Switzerland Cracks Down on Criminal Wealth: Asset Forfeiture and Confiscation Policies in Focus
In an effort to combat crime effectively, Switzerland has implemented strict asset forfeiture and confiscation policies. The country’s laws allow authorities to seize and divide assets acquired through criminal means, with the aim of denying criminals their ill-gotten gains.
International Cooperation Key to Success
According to the Federal Act on the Division of Forfeited Assets (DFAA), which came into effect in 2004, Switzerland can share seized assets with foreign states, as well as divide them domestically between the federal government and cantons. The DFAA provides the legal framework for asset sharing agreements between Switzerland and foreign states.

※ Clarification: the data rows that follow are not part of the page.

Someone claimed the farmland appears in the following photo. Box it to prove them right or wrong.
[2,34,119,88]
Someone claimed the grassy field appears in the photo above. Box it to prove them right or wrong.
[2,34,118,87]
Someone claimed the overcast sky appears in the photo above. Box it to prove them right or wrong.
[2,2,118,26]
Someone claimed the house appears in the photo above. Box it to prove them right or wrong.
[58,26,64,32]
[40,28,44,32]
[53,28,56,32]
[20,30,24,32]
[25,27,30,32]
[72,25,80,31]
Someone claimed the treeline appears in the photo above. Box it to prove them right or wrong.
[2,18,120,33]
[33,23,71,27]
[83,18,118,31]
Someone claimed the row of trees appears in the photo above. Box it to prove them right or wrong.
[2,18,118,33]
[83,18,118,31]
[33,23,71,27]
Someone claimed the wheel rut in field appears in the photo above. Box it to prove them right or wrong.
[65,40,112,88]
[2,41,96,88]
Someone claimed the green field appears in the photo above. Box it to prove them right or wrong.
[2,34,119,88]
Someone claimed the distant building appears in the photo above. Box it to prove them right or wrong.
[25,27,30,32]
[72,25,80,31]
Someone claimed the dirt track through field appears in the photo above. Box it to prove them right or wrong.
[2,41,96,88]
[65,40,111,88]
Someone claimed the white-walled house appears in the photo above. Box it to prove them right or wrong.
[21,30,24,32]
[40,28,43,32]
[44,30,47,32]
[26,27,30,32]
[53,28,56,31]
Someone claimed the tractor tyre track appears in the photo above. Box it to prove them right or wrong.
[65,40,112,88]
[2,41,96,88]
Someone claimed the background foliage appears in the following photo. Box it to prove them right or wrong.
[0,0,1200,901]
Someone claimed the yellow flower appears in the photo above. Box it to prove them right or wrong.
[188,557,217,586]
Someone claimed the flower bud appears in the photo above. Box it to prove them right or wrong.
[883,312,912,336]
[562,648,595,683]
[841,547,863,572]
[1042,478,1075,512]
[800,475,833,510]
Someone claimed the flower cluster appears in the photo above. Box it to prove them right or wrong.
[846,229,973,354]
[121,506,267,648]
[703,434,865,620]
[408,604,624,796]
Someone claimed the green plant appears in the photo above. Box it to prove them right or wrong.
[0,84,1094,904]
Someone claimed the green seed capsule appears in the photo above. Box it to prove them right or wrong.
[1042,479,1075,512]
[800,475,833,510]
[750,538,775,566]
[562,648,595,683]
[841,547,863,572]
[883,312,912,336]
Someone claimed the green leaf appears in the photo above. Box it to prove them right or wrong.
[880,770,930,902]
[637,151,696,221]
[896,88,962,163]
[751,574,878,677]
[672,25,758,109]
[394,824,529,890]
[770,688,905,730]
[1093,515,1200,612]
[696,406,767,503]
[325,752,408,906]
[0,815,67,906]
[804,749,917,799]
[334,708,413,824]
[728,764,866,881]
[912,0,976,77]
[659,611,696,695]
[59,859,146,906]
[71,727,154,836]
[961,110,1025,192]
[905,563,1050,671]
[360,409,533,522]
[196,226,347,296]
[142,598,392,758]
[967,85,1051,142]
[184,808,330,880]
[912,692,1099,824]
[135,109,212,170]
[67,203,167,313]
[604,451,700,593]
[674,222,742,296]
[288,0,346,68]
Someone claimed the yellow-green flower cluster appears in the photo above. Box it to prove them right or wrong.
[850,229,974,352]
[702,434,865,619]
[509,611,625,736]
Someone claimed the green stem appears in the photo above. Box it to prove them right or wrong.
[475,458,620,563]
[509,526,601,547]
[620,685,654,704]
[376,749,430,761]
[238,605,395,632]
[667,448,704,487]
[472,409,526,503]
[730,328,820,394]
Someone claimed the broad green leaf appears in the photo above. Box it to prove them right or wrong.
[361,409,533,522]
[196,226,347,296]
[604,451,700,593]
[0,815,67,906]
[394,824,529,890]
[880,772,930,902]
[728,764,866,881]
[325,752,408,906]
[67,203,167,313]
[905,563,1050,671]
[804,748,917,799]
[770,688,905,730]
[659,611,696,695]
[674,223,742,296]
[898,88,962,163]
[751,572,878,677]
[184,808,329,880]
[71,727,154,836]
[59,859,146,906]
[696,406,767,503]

Types of International Sharing
- Active international sharing: Swiss authorities confiscate assets under Swiss law and offer a share to the foreign state that supported the proceedings.
- Passive international sharing: Foreign authorities confiscate assets under their own laws and request assistance from Switzerland, which provides evidence and documents or hands over assets located in the country.
Role of the Federal Office of Justice (FOJ)
The FOJ plays a crucial role in negotiating asset sharing agreements with foreign states. The FOJ:
- Grants cantonal and federal authorities a hearing before concluding an agreement
- Ensures that the assets are shared equally between Switzerland and the foreign state, unless otherwise agreed
Domestic Division Framework
In cases where the gross contribution exceeds CHF 10 million, the Federal Department of Justice and Police (FDJP) must grant its approval in advance. The DFAA provides a simple division framework between the federal government and cantons:
- 5/10 goes to the leading authority
- 2/10 goes to the canton where the assets were located
- 3/10 goes to the federal government
Success Stories
Between 2004 and 2015, Switzerland received around CHF 90 million in assets of criminal origin through international asset sharing agreements. In most cases, the assets were split 50:50. The largest asset sharing cases since the DFAA came into effect include:
- A CHF 58.4 million deal with Japan
- A USD 50 million agreement with the USA
Conclusion
The Swiss government’s commitment to combating crime and recovering criminal assets has led to significant success in recent years, with forfeited assets being used for various purposes at the discretion of the recipient canton or federal authority. As the country continues to refine its asset forfeiture and confiscation policies, it is clear that Switzerland is a leader in this field, working closely with international partners to deny criminals their ill-gotten gains.